Tighten permissions for administrative users. Lessen the risk of internal fraud or data leakage by reducing the amount of sensitive information that employees can access, for example by anonymizing personally identifiable information (PII). Behavioral analytics tools (see #5 below) can also help identify anomalous behaviors, such as an employee accessing datasets that aren’t necessary for their work.

Use a VPN to enable access to internal tools. This is a best practice when people are working from home networks — which are generally less secure than networks at the operational center. Forcing all traffic from a remote worker’s PC through the VPN reduces the attack surface on the remote device and allows centralized traffic and behavior monitoring systems to protect the organization.

Employ a bot detection tool. While bot detection is often construed as a protection for customer accounts, it helps protect employee accounts, too. Make sure bot detection solutions are deployed wherever automated attacks are a concern.

Don’t underestimate device recognition tools. The technology behind device recognition might be a decade old, but it’s still a valid tool to prime the rest of your risk framework. There are also some device recognition solutions on the market that extend the lifespan of this technology by making it possible to recognize devices even if their software and cookies change over weeks and months.  

Use behavioral analytics and passive biometrics to continuously validate identity. A worker at a human farm cutting and pasting stolen personal information from a spreadsheet doesn’t interact with an online form the same way as a “good” user who is inputting their own information they know by heart. And your trusted employee doesn’t use a mouse quite the same way as their roommate who’s borrowing their computer. Understanding baseline behavioral and passive biometric signatures for employees and customers lets you quickly flag anomalies that call into question who’s actually sitting in front of the screen, even if they have all the right credentials. 

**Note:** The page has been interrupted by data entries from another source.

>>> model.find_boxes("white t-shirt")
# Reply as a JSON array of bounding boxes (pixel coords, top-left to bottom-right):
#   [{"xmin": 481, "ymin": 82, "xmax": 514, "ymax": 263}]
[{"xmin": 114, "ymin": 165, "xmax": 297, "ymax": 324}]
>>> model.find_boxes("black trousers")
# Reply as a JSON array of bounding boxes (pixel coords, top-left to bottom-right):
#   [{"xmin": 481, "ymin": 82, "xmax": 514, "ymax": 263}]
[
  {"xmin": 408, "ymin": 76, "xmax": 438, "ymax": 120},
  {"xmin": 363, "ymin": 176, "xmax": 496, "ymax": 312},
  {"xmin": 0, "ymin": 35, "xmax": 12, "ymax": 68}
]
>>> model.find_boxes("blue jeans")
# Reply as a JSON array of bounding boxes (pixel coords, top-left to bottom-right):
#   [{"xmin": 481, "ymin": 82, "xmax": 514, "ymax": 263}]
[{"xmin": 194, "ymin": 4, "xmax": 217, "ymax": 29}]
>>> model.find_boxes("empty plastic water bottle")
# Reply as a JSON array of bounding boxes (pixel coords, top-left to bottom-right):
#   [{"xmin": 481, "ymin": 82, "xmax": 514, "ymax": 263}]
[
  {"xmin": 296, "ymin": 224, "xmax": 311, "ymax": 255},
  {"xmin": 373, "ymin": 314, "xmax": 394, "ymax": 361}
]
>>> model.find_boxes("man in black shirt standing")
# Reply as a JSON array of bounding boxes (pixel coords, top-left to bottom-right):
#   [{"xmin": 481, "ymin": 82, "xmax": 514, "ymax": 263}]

Educate both employees and customers. In any system of cyber defenses, humans are usually the weakest link. Strengthen this link by teaching both customers and employees to look out for threats in their everyday environment, especially social engineering attacks. On the employee side, while it's important to educate call center workers who may be more focused on delivering great customer experience than   social engineering threats, all employees are potentially at risk of inbound attacks via email, phone and SMS.

The strongest cyber defenses are multi-layered. If accelerating your digital transformation efforts during Covid-19 didn’t leave time to add the necessary protections, now is a good time to start catching up. By setting up infrastructure to make remote work more secure, educating employees and customers about cyber threats and using advanced tools to continuously validate user identity, you can make your new normal more secure — without sacrificing customer experience.